On Wed, Oct 29, 2025 at 05:22:26PM +0200, claudiu beznea wrote:
On 10/29/25 16:37, Mark Brown wrote:
The theory here is that the power management core uses the device instantiation order for both suspend and resume (reversed on suspend) so the fact that we use probe deferral to make sure that the card components are ready should ensure that the card suspends before anything in the card. If that is no longer the case then we need to ensure that all drivers have system PM ops which trigger the card, this won't be a driver specific issue.
I also saw the behavior described in this commit with the rz-ssi.c driver as well. The fix there was commit c1b0f5183a44 ("ASoC: renesas: rz-ssi: Use NOIRQ_SYSTEM_SLEEP_PM_OPS()").
In case of this this codec, I saw the code in da7213_runtime_resume() and soc_resume_deferred() racing each other on system resume.
So I guess we need the more general fix then, with everything calling into the core to suspend the cards.
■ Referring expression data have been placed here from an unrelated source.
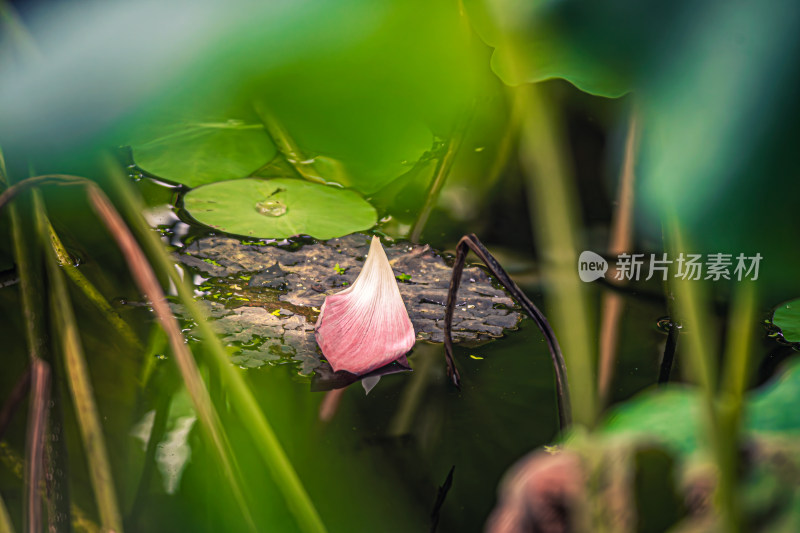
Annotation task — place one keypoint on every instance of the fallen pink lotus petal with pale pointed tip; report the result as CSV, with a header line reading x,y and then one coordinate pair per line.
x,y
366,326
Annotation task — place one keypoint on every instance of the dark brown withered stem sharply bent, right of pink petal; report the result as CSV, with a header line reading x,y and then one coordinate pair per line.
x,y
471,242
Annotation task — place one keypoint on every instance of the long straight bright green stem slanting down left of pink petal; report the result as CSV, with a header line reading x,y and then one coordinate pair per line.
x,y
241,397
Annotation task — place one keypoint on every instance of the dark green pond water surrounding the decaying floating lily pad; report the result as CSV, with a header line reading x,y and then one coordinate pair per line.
x,y
370,462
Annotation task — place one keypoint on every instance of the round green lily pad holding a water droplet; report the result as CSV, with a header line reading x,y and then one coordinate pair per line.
x,y
279,208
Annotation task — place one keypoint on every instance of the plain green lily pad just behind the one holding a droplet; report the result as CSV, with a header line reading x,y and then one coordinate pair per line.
x,y
200,153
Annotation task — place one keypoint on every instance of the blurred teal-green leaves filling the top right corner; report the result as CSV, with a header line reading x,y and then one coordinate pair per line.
x,y
713,85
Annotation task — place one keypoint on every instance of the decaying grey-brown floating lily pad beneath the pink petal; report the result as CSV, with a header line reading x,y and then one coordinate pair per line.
x,y
266,297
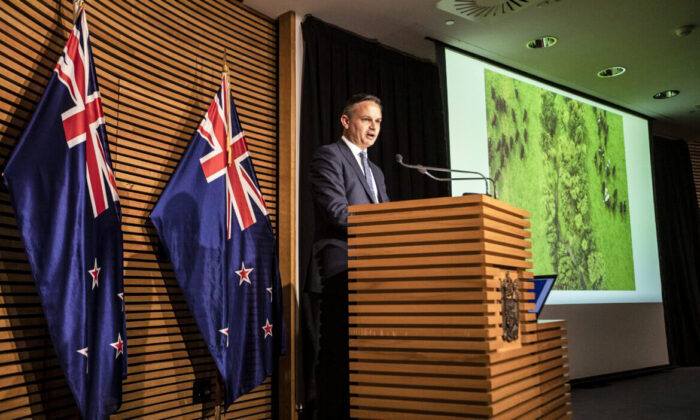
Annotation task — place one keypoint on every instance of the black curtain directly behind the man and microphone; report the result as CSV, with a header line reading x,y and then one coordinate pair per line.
x,y
338,64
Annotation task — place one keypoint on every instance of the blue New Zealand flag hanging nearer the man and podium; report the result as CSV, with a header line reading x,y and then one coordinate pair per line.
x,y
214,223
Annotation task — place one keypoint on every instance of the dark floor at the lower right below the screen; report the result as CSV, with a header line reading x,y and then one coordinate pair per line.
x,y
669,394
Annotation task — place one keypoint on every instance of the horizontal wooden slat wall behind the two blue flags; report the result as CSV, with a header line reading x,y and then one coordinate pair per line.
x,y
158,65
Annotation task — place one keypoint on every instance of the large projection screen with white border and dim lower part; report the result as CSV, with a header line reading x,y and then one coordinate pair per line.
x,y
582,169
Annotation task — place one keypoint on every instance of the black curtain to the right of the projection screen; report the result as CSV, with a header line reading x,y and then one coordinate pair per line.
x,y
679,249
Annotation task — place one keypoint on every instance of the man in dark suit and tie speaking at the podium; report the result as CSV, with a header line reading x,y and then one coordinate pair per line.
x,y
341,175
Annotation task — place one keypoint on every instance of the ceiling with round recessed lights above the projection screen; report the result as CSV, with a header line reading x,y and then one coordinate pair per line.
x,y
593,34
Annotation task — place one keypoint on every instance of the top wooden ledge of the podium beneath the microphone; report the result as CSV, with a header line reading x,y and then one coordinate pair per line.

If the device actually lost power during a runtime suspend then we'll end up having a bad time. There was also no mention of runtime PM in the patch description...
I had no issues with runtime PM, but only with suspend to RAM, when this function was called though struct dev_pm_ops::resume = pm_runtime_force_resume().
Calling regulator_disable() doesn't guarantee the regulator will be disabled, the constraints or other devices can ensure that the device retains power so there's no effect on the actual hardware.
Would keeping the regcache_cache_only() + regcache_sync() here along with populating the struct snd_soc_component_driver::{suspend, resume} be an acceptable solution for you? I think that will work as well.
I'm not sure what you're intending to populate the component with there.